This week, the National Labor Relations Board (NLRB) rejected a bid to unionize student-athletes who receive grant-in-aid scholarships to play football for Northwestern University. However, the Board did not reach the question of whether the Northwestern football players qualify as employees under the National Labor Relations Act, which was the central question in the case. Instead, the Board declined to assert its jurisdiction over the case, based in large part on the fact that so few college football teams other than Northwestern could qualify as private employers subject to the Act.
In March 2014, the Regional Director of Region 13 of the NLRB issued a Decision and Direction of Election in which he determined that those football players who receive athletic scholarships from Northwestern, a private university, were employees of the university under Section 2(3) of the Act, and that a bargaining unit including all scholarship players was appropriate. Northwestern University, 362 NLRB No. 167 at *1 (Aug. 17, 2015). An election was held on April 25, 2014, and the ballots were impounded pending the Board’s review of the Regional Director’s decision. Id n.1.
The Board issued an invitation to the parties and interested amici curiae to submit briefs, and it received a whopping 22 amici briefs from various groups of universities, labor organizations, and other interested parties. Id. at *1. However, in its unanimous August 17, 2015 decision, the Board declined to assert jurisdiction in the case and chose not to determine whether the scholarship players were statutory employees under the Act. Id. The Board noted that even in cases where it has the statutory authority to take action, “the Board sometimes properly declines to do so, stating that the policies of the Act would not be effectuated by its assertion of jurisdiction in that case.” Id. at *3 (quoting NLRB v. Denver Building Trades Council, 341 U.S. 675, 684 (1951)).
In this case, the Board exercised its discretion not to assert jurisdiction and dismissed the representation petition filed by the union (College Athletes Players Association) on behalf of the scholarship players. Id. at *1, 7. The Board held that asserting jurisdiction would not promote labor stability due to the nature of the National Collegiate Athletic Association (NCAA) and the Big Ten Conference. Id. at *4-6. Of the roughly 125 teams that play football under the NCAA’s Division I Football Bowl Subdivision (FBS), 108 are state-run colleges and universities, over which the Board lacks jurisdiction by statute. Id. at *6. Furthermore, Northwestern is the only private school in the 14-member Big Ten Conference, meaning that the Board could not assert jurisdiction over any of Northwestern’s main competitors.

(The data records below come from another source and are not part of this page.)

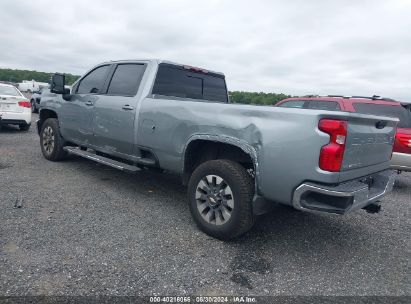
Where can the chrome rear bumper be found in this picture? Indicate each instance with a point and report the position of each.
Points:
(345, 197)
(401, 161)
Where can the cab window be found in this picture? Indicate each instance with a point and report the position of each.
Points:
(94, 81)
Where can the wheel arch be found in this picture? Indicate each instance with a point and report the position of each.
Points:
(202, 147)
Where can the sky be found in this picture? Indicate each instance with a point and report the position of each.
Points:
(356, 47)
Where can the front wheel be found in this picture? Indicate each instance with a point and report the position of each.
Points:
(220, 194)
(51, 141)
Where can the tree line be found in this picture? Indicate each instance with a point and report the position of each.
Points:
(260, 98)
(17, 76)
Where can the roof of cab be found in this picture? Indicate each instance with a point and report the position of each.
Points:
(158, 61)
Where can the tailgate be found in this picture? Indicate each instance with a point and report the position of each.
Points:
(369, 141)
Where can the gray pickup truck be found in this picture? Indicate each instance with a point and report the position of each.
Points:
(237, 160)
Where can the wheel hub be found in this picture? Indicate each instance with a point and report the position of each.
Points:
(215, 200)
(48, 140)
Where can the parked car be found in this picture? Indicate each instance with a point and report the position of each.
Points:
(237, 160)
(36, 97)
(14, 107)
(401, 157)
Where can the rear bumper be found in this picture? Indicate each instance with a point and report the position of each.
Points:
(401, 161)
(345, 197)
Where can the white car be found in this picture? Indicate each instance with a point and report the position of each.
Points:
(15, 109)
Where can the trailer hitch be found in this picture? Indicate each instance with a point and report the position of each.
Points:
(373, 208)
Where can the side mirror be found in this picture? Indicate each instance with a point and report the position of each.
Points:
(57, 84)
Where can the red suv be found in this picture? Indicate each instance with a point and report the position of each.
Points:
(401, 158)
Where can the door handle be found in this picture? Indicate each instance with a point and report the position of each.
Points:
(127, 107)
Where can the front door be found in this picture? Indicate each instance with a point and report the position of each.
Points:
(76, 121)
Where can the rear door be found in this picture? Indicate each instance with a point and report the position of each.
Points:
(115, 112)
(77, 114)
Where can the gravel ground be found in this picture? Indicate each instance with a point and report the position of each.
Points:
(86, 229)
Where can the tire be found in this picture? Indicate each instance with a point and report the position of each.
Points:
(51, 141)
(24, 127)
(224, 177)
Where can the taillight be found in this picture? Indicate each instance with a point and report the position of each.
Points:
(332, 154)
(405, 139)
(25, 104)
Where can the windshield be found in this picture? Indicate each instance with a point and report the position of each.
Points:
(6, 90)
(386, 110)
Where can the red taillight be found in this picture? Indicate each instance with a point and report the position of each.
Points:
(25, 104)
(405, 139)
(332, 154)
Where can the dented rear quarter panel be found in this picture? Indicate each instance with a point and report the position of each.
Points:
(284, 143)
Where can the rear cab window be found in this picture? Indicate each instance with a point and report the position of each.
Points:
(395, 111)
(178, 81)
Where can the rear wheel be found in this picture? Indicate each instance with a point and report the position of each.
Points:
(220, 194)
(51, 141)
(24, 127)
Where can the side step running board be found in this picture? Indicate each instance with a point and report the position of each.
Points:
(107, 161)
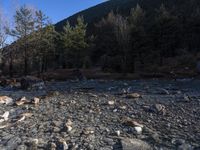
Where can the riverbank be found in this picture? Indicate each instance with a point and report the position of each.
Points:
(100, 114)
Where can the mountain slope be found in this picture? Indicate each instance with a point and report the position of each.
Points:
(95, 13)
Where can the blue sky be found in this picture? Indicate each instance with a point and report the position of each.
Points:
(55, 9)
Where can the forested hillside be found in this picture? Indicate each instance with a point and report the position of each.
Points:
(126, 36)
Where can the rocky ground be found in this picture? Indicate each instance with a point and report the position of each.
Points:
(103, 115)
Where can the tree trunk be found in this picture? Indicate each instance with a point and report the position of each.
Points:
(11, 66)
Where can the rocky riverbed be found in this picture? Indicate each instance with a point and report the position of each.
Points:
(103, 115)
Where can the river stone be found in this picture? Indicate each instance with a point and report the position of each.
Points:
(13, 143)
(32, 83)
(134, 144)
(22, 147)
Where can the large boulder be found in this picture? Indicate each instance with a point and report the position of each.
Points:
(134, 144)
(32, 83)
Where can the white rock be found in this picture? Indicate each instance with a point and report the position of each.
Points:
(69, 128)
(138, 129)
(118, 133)
(111, 102)
(5, 115)
(5, 100)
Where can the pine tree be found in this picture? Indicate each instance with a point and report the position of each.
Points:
(24, 25)
(43, 40)
(138, 36)
(165, 34)
(74, 41)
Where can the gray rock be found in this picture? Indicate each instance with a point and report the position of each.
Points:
(22, 147)
(32, 83)
(134, 144)
(13, 143)
(185, 147)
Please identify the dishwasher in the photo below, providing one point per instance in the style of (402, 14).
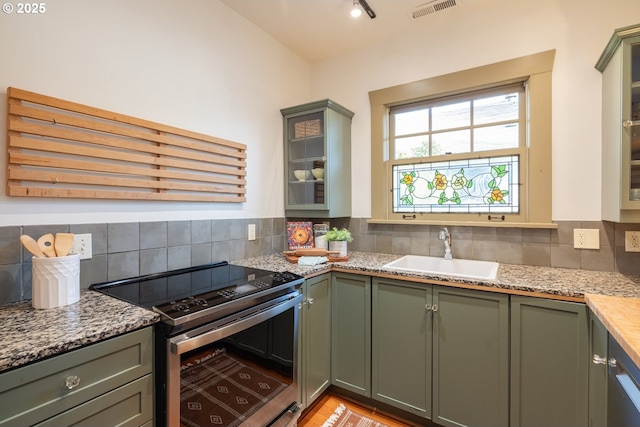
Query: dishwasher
(623, 392)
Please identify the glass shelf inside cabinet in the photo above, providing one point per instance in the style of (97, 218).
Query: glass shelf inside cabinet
(307, 159)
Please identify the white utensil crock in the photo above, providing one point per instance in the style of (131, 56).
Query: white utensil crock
(55, 281)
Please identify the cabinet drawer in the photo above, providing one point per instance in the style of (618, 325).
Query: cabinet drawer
(129, 405)
(37, 392)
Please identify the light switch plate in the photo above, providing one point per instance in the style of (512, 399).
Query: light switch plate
(82, 245)
(632, 241)
(586, 238)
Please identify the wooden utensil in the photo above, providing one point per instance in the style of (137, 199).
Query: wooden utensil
(32, 246)
(46, 245)
(63, 243)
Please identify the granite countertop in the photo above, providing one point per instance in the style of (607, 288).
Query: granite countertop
(561, 283)
(28, 334)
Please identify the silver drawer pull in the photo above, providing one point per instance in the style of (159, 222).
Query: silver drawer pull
(72, 381)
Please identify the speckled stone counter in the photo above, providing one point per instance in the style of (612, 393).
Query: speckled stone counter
(560, 283)
(28, 335)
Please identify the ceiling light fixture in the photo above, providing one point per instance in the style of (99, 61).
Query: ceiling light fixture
(355, 12)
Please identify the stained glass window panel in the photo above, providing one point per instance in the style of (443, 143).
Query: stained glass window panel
(489, 185)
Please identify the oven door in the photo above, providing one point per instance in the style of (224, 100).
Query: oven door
(237, 371)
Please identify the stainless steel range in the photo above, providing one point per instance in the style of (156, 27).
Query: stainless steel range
(226, 348)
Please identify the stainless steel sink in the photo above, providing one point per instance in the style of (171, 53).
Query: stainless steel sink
(467, 268)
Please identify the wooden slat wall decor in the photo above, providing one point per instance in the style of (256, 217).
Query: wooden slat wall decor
(58, 148)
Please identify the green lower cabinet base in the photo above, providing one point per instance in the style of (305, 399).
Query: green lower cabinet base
(351, 333)
(129, 406)
(314, 346)
(470, 358)
(549, 363)
(459, 357)
(401, 345)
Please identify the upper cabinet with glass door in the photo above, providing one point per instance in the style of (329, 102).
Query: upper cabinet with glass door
(317, 166)
(620, 67)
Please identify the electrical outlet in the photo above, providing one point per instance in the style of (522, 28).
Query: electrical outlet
(82, 245)
(632, 241)
(586, 238)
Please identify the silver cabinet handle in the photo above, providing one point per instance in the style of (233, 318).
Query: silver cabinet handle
(599, 360)
(72, 381)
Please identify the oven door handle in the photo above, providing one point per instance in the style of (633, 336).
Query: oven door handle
(238, 322)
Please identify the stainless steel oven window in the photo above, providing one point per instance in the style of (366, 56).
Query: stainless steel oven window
(238, 325)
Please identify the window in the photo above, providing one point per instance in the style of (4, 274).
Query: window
(470, 147)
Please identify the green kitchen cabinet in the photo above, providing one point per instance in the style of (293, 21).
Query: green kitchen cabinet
(620, 68)
(442, 353)
(351, 333)
(470, 358)
(317, 164)
(597, 372)
(549, 363)
(107, 383)
(402, 345)
(314, 346)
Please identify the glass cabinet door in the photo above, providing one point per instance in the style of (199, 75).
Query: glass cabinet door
(633, 125)
(307, 156)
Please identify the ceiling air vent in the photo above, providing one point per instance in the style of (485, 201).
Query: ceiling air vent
(432, 7)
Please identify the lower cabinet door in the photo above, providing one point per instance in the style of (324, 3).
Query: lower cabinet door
(315, 337)
(128, 406)
(598, 354)
(549, 363)
(470, 358)
(401, 343)
(351, 333)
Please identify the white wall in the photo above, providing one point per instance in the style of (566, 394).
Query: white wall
(486, 31)
(193, 64)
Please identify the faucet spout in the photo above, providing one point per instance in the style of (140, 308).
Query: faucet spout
(445, 236)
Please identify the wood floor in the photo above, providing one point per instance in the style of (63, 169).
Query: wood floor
(328, 404)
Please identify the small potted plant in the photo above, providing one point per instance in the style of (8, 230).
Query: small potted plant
(338, 240)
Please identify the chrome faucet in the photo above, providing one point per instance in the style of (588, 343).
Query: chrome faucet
(445, 236)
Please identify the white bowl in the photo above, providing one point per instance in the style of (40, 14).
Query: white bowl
(301, 174)
(318, 173)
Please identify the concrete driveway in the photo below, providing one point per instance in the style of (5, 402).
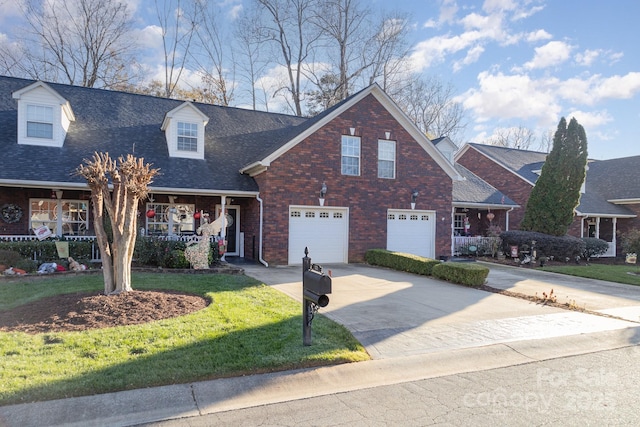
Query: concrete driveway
(396, 314)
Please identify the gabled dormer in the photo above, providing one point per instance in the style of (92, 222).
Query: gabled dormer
(184, 130)
(44, 116)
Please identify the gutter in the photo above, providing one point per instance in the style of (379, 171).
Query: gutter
(262, 261)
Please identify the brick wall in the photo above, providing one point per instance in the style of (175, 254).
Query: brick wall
(502, 179)
(296, 177)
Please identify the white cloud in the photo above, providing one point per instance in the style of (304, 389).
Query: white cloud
(594, 89)
(150, 37)
(537, 35)
(587, 57)
(503, 97)
(490, 6)
(618, 87)
(553, 53)
(592, 119)
(448, 11)
(473, 55)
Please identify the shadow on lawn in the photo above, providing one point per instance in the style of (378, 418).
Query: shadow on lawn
(225, 356)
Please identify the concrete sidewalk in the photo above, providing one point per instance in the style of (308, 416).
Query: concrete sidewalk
(414, 327)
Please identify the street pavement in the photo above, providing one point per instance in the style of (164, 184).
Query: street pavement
(413, 327)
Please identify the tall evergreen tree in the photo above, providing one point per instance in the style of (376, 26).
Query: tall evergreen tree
(552, 202)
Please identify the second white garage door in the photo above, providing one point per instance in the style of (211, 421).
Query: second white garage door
(411, 232)
(324, 230)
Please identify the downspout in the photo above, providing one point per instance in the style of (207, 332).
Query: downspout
(265, 263)
(451, 223)
(223, 231)
(506, 225)
(582, 226)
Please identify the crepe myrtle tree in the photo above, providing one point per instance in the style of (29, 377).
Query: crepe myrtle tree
(116, 188)
(550, 208)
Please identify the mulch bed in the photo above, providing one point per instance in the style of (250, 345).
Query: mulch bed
(81, 311)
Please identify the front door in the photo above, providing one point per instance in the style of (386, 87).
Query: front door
(232, 233)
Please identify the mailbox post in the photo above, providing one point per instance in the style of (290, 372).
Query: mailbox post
(315, 287)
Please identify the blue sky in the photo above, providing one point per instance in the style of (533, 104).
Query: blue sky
(531, 62)
(512, 62)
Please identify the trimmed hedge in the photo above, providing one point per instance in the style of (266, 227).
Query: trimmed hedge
(594, 247)
(400, 261)
(559, 247)
(463, 273)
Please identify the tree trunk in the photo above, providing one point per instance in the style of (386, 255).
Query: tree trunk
(97, 198)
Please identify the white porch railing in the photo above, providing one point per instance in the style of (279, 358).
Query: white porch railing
(95, 250)
(483, 245)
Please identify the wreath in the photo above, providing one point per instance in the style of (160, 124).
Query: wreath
(11, 213)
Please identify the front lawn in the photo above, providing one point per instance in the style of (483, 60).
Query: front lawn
(248, 328)
(612, 273)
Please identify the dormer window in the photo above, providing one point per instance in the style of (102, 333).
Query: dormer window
(44, 116)
(184, 131)
(187, 136)
(39, 121)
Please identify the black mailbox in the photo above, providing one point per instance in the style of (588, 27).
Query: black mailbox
(315, 286)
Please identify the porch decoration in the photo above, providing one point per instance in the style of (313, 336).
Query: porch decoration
(198, 254)
(11, 213)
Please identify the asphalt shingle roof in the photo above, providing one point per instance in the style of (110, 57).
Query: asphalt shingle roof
(120, 123)
(477, 191)
(606, 179)
(521, 162)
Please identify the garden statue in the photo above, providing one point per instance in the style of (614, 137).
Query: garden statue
(198, 254)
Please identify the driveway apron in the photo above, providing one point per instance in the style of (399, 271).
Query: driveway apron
(396, 314)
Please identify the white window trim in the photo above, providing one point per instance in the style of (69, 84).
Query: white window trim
(41, 94)
(393, 161)
(164, 218)
(190, 137)
(185, 113)
(342, 155)
(59, 220)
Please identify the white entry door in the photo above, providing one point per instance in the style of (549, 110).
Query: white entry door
(412, 232)
(324, 230)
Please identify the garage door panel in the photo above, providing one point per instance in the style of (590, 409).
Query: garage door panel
(323, 230)
(411, 232)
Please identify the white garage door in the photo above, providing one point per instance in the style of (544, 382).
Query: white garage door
(411, 232)
(324, 230)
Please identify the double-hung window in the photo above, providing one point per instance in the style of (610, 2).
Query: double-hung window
(386, 159)
(350, 155)
(62, 217)
(187, 136)
(39, 121)
(170, 219)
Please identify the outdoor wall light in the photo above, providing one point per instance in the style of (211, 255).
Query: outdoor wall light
(323, 193)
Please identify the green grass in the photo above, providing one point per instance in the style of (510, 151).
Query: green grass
(248, 328)
(611, 273)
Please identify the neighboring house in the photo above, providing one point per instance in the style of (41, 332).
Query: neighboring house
(386, 185)
(610, 199)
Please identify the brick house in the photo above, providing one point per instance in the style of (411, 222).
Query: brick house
(384, 184)
(609, 203)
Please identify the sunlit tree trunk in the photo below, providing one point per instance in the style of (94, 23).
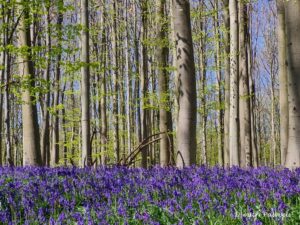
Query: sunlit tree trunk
(220, 125)
(144, 82)
(227, 81)
(187, 101)
(85, 86)
(103, 90)
(128, 80)
(234, 79)
(283, 82)
(292, 15)
(165, 118)
(31, 136)
(244, 97)
(203, 85)
(116, 81)
(54, 154)
(45, 133)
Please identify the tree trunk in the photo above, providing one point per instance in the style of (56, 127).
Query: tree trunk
(102, 103)
(31, 136)
(128, 80)
(187, 100)
(165, 117)
(292, 14)
(227, 82)
(144, 83)
(116, 83)
(234, 92)
(85, 86)
(54, 154)
(283, 93)
(45, 142)
(220, 125)
(244, 98)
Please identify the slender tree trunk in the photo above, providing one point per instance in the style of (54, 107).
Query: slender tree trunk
(254, 134)
(128, 80)
(54, 154)
(234, 91)
(165, 117)
(292, 15)
(244, 98)
(144, 83)
(5, 76)
(115, 82)
(227, 82)
(31, 136)
(85, 86)
(102, 103)
(203, 88)
(186, 133)
(2, 80)
(273, 132)
(283, 93)
(220, 119)
(137, 80)
(45, 142)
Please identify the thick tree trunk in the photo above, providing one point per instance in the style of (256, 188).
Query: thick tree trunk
(292, 15)
(85, 86)
(186, 130)
(234, 91)
(283, 93)
(31, 136)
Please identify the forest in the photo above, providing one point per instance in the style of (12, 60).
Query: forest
(149, 111)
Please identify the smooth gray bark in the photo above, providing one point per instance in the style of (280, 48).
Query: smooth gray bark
(283, 93)
(187, 101)
(31, 136)
(234, 89)
(85, 86)
(292, 15)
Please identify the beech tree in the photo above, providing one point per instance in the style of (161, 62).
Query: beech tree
(187, 103)
(284, 115)
(85, 86)
(292, 20)
(234, 91)
(31, 135)
(165, 117)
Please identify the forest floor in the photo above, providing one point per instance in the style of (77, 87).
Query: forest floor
(119, 195)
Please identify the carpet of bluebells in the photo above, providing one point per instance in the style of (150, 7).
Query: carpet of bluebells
(119, 195)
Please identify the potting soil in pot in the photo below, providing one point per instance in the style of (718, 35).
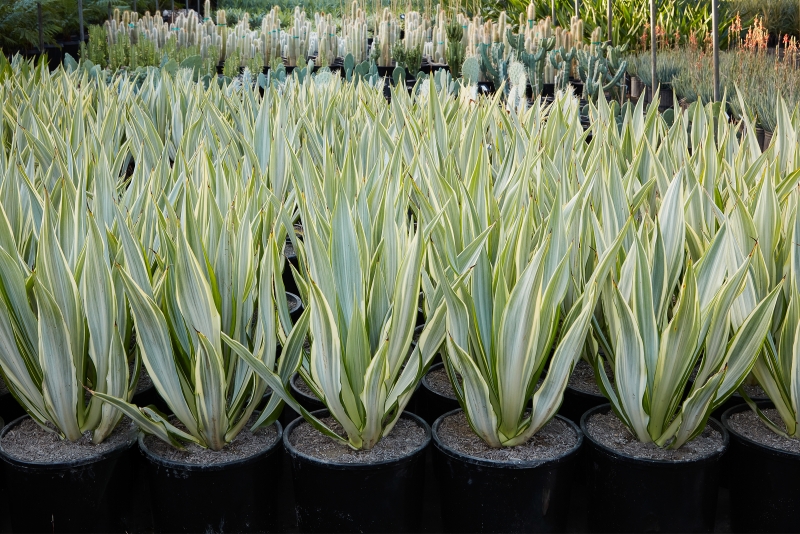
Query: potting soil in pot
(244, 445)
(748, 424)
(607, 429)
(144, 379)
(29, 442)
(406, 437)
(552, 441)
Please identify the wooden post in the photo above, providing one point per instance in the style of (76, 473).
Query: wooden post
(80, 19)
(653, 46)
(715, 36)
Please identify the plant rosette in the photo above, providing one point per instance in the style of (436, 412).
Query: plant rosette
(55, 482)
(525, 488)
(643, 488)
(762, 499)
(339, 489)
(192, 490)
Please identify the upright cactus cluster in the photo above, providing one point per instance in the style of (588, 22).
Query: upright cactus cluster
(534, 61)
(599, 72)
(494, 63)
(471, 70)
(354, 33)
(454, 55)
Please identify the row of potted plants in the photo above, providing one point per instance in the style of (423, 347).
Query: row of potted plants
(150, 225)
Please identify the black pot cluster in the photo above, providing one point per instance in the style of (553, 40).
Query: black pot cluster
(132, 488)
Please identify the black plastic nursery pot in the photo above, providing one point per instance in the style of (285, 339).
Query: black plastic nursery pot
(87, 495)
(642, 495)
(430, 404)
(577, 402)
(764, 497)
(382, 496)
(480, 495)
(236, 496)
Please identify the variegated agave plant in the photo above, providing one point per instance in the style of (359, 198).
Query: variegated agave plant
(654, 340)
(208, 289)
(777, 368)
(506, 321)
(364, 271)
(45, 354)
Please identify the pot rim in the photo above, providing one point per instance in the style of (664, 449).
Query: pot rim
(748, 442)
(344, 466)
(424, 382)
(620, 456)
(57, 466)
(502, 464)
(153, 458)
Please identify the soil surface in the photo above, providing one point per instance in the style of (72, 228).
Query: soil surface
(582, 378)
(748, 424)
(406, 437)
(244, 445)
(438, 381)
(552, 441)
(301, 386)
(755, 392)
(31, 443)
(607, 429)
(144, 379)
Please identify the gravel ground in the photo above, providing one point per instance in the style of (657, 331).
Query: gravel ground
(302, 387)
(610, 431)
(404, 438)
(550, 442)
(245, 445)
(749, 425)
(438, 381)
(144, 379)
(30, 442)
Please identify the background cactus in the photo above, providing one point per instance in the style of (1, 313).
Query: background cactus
(455, 48)
(534, 61)
(471, 70)
(494, 64)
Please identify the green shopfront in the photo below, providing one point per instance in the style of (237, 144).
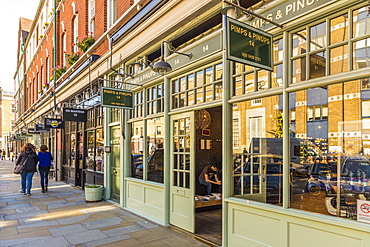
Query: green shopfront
(292, 143)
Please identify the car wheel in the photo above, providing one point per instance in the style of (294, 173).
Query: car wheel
(314, 189)
(331, 206)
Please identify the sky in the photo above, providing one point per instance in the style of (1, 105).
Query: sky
(10, 12)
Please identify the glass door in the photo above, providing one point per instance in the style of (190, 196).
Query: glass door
(182, 172)
(115, 170)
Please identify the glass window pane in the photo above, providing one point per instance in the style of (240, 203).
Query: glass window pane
(191, 97)
(175, 86)
(183, 85)
(90, 164)
(361, 22)
(317, 65)
(249, 83)
(182, 102)
(218, 69)
(191, 82)
(238, 68)
(263, 80)
(209, 93)
(99, 158)
(331, 151)
(339, 29)
(299, 44)
(155, 145)
(199, 78)
(318, 36)
(238, 85)
(137, 149)
(209, 75)
(218, 90)
(298, 70)
(277, 76)
(199, 93)
(257, 170)
(278, 50)
(339, 59)
(361, 54)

Id. Thus, the Board held, asserting jurisdiction over this one university’s football players would not promote stability in labor relations. Id.
The Board was careful to limit the scope of its decision. It explained that this decision does not concern any other individuals involved with FBS football, such as coaches, employees or referees. Id. Furthermore, the Board declined jurisdiction only over the players in this case and did not preclude reconsideration of the issue in the future, especially if new circumstances arise which compel the Board to revisit its policy. Id.